描述（由申请人提供）：凋亡对于维持组织稳态和发育中各种器官的成熟至关重要。未能激活细胞死亡程序会导致胚胎致死性和严重的中枢神经系统（CNS）缺陷，包括CNS中细胞的增生，脑外部（头骨上的脑物质突出）和不完全的神经管闭合。尽管凋亡途径在某些哺乳动物细胞系中的特征很好，但准确地在原代胚胎干细胞（ESC）和中枢神经系统的神经前体细胞（NPC）中调节细胞死亡仍在很大程度上未知。在此提案中，我将探索ESC和NPC所涉及的一种新颖的凋亡途径，该途径在发育中的胚胎中快速死亡。
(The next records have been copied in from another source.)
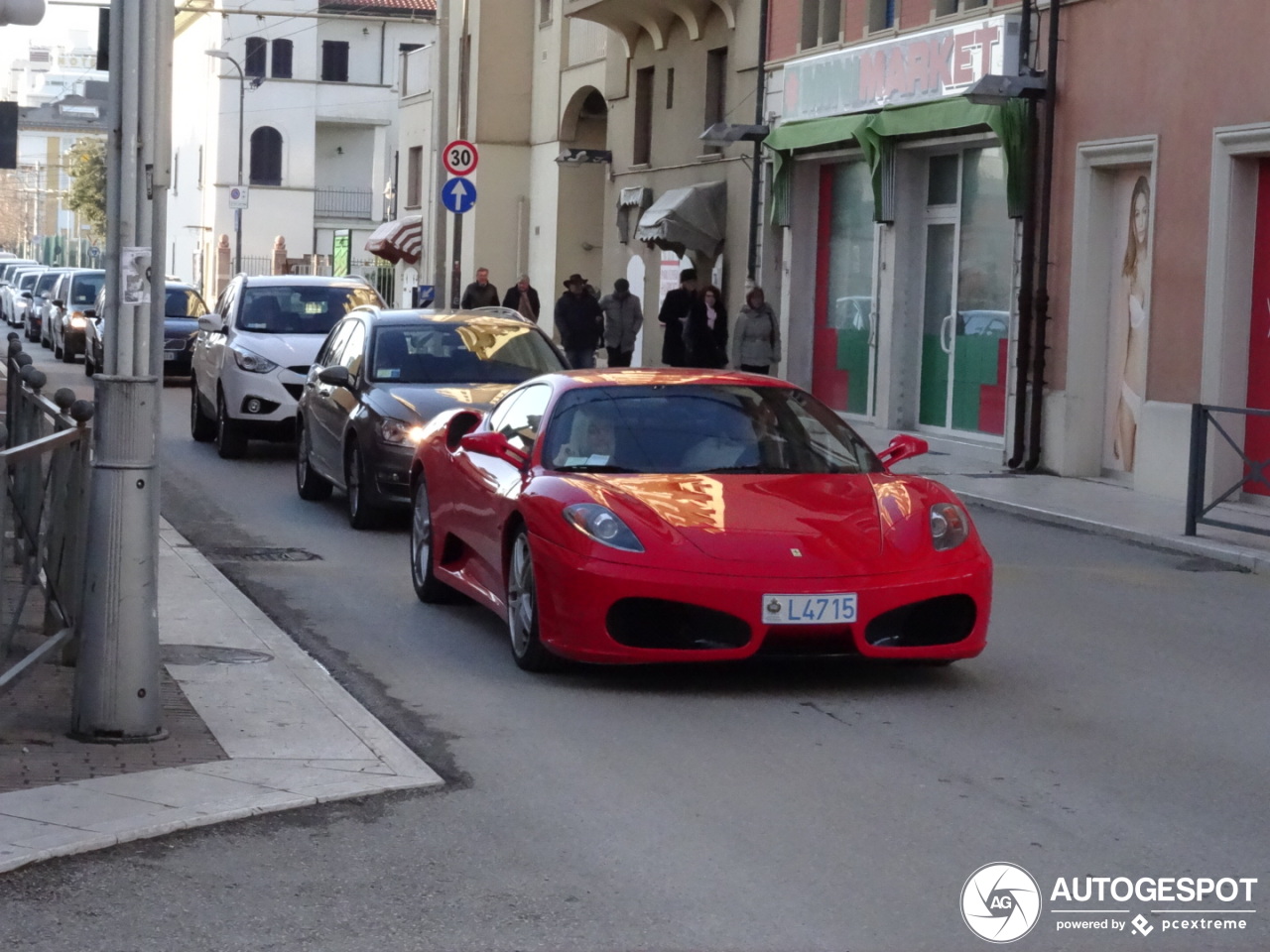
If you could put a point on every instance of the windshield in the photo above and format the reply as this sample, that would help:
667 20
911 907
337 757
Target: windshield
701 429
307 308
476 352
183 302
84 289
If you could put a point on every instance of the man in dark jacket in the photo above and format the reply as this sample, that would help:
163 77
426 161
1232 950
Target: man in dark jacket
675 311
524 298
579 321
480 293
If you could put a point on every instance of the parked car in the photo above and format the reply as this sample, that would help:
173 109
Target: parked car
70 312
183 306
381 375
41 301
680 516
253 354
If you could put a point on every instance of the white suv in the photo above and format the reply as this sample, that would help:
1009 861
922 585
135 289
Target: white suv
253 354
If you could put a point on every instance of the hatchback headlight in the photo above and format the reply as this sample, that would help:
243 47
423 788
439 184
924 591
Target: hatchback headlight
951 526
252 362
399 433
603 526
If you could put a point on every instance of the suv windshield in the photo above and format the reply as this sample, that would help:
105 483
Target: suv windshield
476 352
183 302
701 429
307 308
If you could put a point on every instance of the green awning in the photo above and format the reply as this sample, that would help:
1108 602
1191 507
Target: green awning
873 130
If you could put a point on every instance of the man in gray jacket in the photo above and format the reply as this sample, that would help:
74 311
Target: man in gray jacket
622 320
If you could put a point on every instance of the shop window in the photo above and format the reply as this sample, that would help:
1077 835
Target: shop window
881 14
334 61
822 19
716 89
643 151
266 157
414 177
282 59
257 49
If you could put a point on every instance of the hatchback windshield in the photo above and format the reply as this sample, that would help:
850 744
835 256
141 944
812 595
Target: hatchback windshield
476 352
307 308
84 289
183 302
701 429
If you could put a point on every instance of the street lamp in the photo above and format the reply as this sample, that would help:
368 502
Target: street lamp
238 212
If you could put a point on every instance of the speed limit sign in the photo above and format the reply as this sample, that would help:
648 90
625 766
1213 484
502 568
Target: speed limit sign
460 158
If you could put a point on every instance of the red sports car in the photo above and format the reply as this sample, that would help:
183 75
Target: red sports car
679 516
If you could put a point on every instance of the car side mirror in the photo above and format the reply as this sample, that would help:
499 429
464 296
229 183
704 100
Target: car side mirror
494 444
902 447
335 376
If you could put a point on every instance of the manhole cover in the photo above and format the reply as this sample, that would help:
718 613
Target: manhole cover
266 555
211 654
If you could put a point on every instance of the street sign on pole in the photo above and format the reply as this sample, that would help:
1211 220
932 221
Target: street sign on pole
458 195
460 158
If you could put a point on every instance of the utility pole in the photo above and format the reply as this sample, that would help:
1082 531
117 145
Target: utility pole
117 675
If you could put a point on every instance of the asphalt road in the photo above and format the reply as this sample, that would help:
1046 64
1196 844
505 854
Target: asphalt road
1115 726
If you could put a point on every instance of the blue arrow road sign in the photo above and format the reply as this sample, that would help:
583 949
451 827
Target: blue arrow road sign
458 195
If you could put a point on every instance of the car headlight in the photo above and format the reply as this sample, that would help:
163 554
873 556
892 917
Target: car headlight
603 526
951 526
250 362
399 433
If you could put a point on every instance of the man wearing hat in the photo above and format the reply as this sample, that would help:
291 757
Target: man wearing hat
579 321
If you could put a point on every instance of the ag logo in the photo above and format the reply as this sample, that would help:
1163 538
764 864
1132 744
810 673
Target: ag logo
1001 902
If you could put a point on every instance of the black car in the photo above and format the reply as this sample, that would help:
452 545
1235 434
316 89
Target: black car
381 375
183 308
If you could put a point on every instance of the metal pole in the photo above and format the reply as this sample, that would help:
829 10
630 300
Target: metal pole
117 676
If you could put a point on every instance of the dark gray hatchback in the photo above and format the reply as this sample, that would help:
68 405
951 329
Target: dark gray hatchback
381 375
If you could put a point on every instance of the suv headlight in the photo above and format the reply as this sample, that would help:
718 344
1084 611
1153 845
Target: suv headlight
250 362
951 526
400 433
603 526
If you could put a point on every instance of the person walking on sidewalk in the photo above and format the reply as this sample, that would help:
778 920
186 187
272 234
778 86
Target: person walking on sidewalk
705 334
480 293
756 340
674 315
524 298
622 320
579 321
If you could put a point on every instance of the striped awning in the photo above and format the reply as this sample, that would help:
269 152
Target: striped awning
399 240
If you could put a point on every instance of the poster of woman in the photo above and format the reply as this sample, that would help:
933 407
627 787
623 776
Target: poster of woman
1130 320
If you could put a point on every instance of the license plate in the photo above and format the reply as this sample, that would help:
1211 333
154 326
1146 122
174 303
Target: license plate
835 608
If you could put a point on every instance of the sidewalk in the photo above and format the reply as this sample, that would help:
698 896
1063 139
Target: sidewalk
1102 507
257 726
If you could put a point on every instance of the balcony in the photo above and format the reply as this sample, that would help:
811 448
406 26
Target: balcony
629 18
343 203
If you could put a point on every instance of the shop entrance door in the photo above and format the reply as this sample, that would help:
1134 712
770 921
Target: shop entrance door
966 294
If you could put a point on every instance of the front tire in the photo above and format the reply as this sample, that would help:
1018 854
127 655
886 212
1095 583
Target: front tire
429 588
230 440
522 610
309 484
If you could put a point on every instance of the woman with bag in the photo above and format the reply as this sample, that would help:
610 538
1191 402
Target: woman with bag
756 341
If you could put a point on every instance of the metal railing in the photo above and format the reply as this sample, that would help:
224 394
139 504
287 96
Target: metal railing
44 507
1252 471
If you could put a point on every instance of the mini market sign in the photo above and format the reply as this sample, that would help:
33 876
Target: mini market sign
917 67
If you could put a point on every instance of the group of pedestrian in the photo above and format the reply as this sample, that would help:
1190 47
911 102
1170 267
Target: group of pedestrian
695 322
698 333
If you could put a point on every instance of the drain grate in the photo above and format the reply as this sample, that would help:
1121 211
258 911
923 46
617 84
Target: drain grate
266 555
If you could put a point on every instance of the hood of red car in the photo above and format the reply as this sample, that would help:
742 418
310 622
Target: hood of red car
783 526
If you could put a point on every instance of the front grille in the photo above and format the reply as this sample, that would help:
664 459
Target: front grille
658 624
937 621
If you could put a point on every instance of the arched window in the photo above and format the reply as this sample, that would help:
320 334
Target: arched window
282 59
266 157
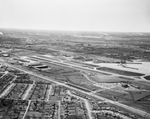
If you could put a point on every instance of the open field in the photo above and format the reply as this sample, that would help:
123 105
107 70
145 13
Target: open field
121 72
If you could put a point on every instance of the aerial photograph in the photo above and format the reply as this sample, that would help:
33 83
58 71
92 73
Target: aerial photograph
74 59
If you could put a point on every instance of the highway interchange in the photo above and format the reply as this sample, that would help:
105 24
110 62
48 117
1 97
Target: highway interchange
131 109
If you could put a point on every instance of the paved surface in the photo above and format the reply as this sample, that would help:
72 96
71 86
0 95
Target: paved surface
28 90
6 91
29 102
131 109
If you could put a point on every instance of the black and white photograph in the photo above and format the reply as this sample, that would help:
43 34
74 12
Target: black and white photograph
74 59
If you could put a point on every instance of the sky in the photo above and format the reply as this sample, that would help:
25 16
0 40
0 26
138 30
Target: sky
76 15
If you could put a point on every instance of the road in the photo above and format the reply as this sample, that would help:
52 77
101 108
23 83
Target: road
86 104
28 90
77 66
6 91
49 92
131 109
29 102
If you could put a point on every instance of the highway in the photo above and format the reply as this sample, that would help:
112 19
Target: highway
77 66
131 109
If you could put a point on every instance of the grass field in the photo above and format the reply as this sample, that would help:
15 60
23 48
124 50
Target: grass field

该提案将检验以下假设：这些细胞利用新型的秀丽隐杆线虫样凋亡途径来独立于线粒体激活胱天蛋白酶和细胞死亡。特别是，我假设，类似于发育中的秀丽隐杆线虫胚胎，ESCS和NPC在经历凋亡中观察到的类似，表达了一种先前未经表征的促凋亡蛋白SAPAF-1的简短形式，它与抗蛋白质BC-XL蛋白相似，并抑制了抗蛋白质BC-XL蛋白。在AIM 1中，我将研究SAPAF-1/BCL-XL相互作用如何调节ESC和NPC中的凋亡。具体而言，我将检查SAPAF-1和BCL-XL之间的物理相互作用，并确定BCl-XL抑制或敲低是否足以使SAPAF-1激活胱天蛋白酶并诱导两种细胞类型的快速凋亡。重要的是，我将测试这种新型ESC和NPC中的新途径是否通过在秀丽隐杆线虫胚胎中观察到的线粒体来诱导凋亡。在AIM 2中，我将研究体内发育中的大脑中的SAPAF-1/BCL-XL凋亡途径。该目标将探索发育中大脑中BCL-XL缺乏的条件敲除小鼠的细胞死亡表型，以及在这些动物中观察到的细胞死亡是否可以通过同时删除APAF-1来挽救。该提案的结果对于发现ESC和NPC生物学的关键特征将很重要，这些特征决定了如何在早期哺乳动物胚胎发育中调节细胞死亡。